From: Patrick McHardy <kaber@trash.net>
To: Thomas Graf <tgraf@suug.ch>
Cc: David Miller <davem@davemloft.net>,
jmorris@namei.org, netdev@vger.kernel.org, vnuorval@tcs.hut.fi,
usagi-core@linux-ipv6.org, yoshfuji@linux-ipv6.org,
anttit@tcs.hut.fi
Subject: Re: [RESEND 3/5] [NET]: Protocol Independant Policy Routing Rules Framework
Date: Fri, 28 Jul 2006 01:30:42 +0200 [thread overview]
Message-ID: <44C94CA2.4090900@trash.net> (raw)
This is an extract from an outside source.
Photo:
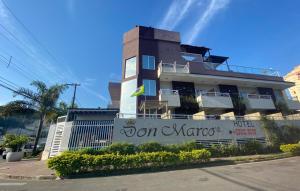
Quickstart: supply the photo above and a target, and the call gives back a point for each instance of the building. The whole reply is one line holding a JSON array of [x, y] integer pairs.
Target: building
[[184, 87], [294, 76], [114, 89], [182, 79]]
In-Reply-To: <20060727223931.GZ14627@postel.suug.ch>
Thomas Graf wrote:
> --- /dev/null
> +++ net-2.6.git/net/core/fib_rules.c
> +int fib_rules_register(struct fib_rules_ops *ops)
> +{
> + int err = -EEXIST;
> + struct fib_rules_ops *o;
> +
> + if (ops->rule_size < sizeof(struct fib_rule))
> + return -EINVAL;
> +
> + if (ops->match == NULL || ops->configure == NULL ||
> + ops->compare == NULL || ops->fill == NULL ||
> + ops->action == NULL)
> + return -EINVAL;
> +
> + spin_lock_bh(&rules_mod_lock);
This doesn't look like it needs bh protection.
> + list_for_each_entry(o, &rules_ops, list)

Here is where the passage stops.